Mitter is about to publish another next year - China's War With Japan, 1937-45: The Struggle for Survival - building on the specific interest of his PhD which will deal with China's role in World War II largely glossed over in the West. "What I wanted to do is to tell the last great unknown story of World War II, at least unknown from the Western point of view and for a long time not that well known in China too."
Mitter admits China is often seen as a piggy in the middle with Japan wanting to pass through it to Burma and ultimately British India and it is often forgotten 15 million Chinese were killed and up to 100 million were made refugees.
"I take issue with the sense China was important only because it was on the way to somewhere else. The Japanese were desperate to colonize and take over China because they had reached an ideological point where they believed they were the new Asian power and that in their own minds they were going to liberate the rest of Asia."
Mitter also looks at whether Japan could be seen as uniquely evil because of its atrocities, including the 1937 Nanking Massacre. "There is no doubt the Japanese army committed a huge number of horrific war crimes. It was very clear at least in the initial phase the occupation by Japan was very brutal."
"Countries do terrible things in war time. If you want to see real evil, look at the Russo-German war that was probably one of the most savage fronts of World War II. Whatever one says about the Japanese empire it wasn't genocidal like the Nazis. It wasn't seeking to exterminate a large group of people."
Mitter says China is no longer an obscure subject area and there is a growing awareness in the West about the world's second-largest economy.
"The consciousness about China has only in recent years started to become high.

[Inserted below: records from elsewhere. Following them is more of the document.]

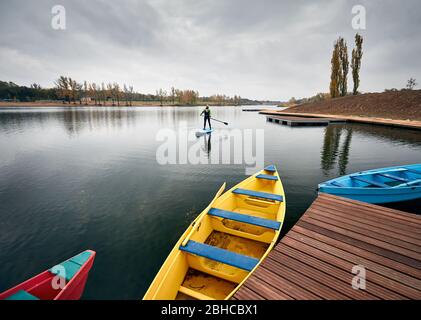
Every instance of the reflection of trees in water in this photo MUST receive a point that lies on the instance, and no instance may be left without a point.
(74, 120)
(344, 153)
(389, 134)
(331, 151)
(330, 147)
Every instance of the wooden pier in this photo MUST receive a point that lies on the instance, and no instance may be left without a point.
(315, 259)
(300, 121)
(407, 124)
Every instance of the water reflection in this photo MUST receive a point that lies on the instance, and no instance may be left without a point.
(330, 148)
(338, 140)
(207, 138)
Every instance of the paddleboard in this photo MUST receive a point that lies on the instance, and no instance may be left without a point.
(202, 132)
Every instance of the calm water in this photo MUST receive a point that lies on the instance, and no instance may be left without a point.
(72, 179)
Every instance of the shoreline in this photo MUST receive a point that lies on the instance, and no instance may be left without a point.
(134, 104)
(399, 123)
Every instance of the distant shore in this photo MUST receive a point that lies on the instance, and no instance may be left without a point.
(402, 105)
(77, 104)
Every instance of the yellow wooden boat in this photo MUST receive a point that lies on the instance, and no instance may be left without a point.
(225, 243)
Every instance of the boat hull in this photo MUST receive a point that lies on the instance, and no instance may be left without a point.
(191, 275)
(54, 284)
(393, 184)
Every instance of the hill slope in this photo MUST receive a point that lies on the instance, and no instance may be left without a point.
(403, 105)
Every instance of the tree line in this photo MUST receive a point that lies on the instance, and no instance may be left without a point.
(340, 67)
(69, 90)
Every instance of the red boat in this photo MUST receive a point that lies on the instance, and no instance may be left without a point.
(65, 281)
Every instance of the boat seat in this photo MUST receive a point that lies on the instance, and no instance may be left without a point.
(270, 168)
(221, 255)
(336, 184)
(22, 295)
(267, 177)
(371, 182)
(413, 171)
(257, 194)
(71, 266)
(391, 176)
(261, 222)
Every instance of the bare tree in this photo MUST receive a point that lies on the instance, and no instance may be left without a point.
(357, 54)
(411, 84)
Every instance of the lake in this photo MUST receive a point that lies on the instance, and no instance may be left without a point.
(76, 178)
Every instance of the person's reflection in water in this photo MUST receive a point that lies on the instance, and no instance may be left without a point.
(344, 153)
(208, 146)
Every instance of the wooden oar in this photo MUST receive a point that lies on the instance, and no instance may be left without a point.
(226, 123)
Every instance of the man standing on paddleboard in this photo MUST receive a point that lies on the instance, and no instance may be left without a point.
(206, 112)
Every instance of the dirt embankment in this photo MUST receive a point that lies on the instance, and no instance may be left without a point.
(400, 105)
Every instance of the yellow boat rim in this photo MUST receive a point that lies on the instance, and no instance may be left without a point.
(225, 243)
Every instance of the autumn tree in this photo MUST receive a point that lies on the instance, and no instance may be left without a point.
(335, 76)
(344, 65)
(161, 94)
(357, 54)
(411, 84)
(62, 86)
(173, 94)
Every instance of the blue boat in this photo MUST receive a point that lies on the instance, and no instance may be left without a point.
(394, 184)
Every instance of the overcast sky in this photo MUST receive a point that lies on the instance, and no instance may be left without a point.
(256, 49)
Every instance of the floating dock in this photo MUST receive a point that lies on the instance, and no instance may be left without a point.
(300, 121)
(407, 124)
(319, 257)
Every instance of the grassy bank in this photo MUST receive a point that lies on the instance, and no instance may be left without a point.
(398, 105)
(109, 104)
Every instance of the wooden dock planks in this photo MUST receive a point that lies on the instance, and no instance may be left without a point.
(315, 258)
(408, 124)
(300, 121)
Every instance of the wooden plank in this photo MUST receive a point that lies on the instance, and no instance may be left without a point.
(371, 208)
(346, 261)
(411, 124)
(370, 214)
(244, 293)
(361, 244)
(343, 285)
(371, 220)
(398, 252)
(377, 262)
(318, 288)
(265, 290)
(341, 269)
(288, 288)
(376, 233)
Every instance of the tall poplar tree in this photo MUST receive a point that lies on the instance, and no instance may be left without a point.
(357, 54)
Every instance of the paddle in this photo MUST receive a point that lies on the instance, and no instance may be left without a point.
(226, 123)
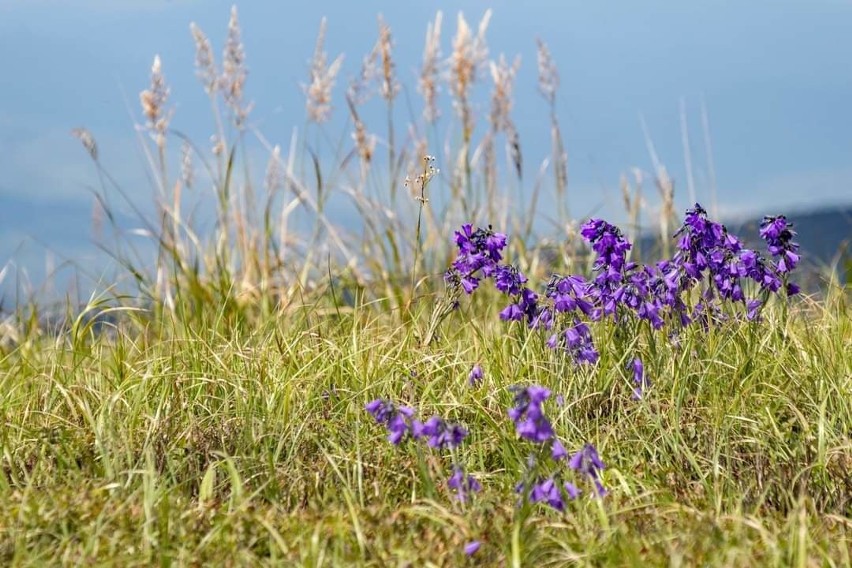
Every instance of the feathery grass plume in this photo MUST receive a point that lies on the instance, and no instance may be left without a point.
(205, 61)
(548, 74)
(427, 84)
(323, 76)
(187, 170)
(390, 86)
(548, 84)
(234, 72)
(469, 53)
(153, 101)
(417, 187)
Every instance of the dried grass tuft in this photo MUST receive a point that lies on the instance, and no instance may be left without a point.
(428, 85)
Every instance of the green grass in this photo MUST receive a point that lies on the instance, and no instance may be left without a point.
(249, 444)
(224, 423)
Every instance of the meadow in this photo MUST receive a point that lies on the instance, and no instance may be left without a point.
(447, 384)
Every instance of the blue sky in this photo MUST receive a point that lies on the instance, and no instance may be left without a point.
(774, 74)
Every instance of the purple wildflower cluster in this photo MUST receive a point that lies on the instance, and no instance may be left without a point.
(436, 432)
(708, 258)
(531, 424)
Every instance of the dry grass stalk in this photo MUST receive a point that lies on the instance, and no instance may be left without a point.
(205, 61)
(390, 86)
(548, 84)
(503, 76)
(85, 137)
(469, 53)
(665, 185)
(187, 170)
(153, 101)
(427, 84)
(632, 200)
(234, 72)
(360, 88)
(548, 74)
(365, 143)
(318, 92)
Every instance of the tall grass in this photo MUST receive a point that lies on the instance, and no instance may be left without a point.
(217, 417)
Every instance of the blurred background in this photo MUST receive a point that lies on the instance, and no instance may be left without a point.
(746, 104)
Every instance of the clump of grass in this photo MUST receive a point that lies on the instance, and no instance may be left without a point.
(220, 417)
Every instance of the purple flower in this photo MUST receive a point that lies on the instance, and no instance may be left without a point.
(588, 463)
(463, 485)
(472, 547)
(475, 375)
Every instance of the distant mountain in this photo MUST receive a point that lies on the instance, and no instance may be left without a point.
(824, 236)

Not all this attention is saying that everything in the garden is rosy and that is something that is important for China to come to terms with. As it becomes more global its friends are not always those who say sweet nothings to it."
Mitter says one of the things that has changed since he began studying Chinese more than 20 years ago is the exponential growth in the body of knowledge about China. It is something he wants to build upon at Oxford when he takes up his new role. "The amount of scholarship and literature out there on China used to be quite limited. It is now on a different order of magnitude," he says. "There are also few places that can rival the number of China scholars we have in one place as here."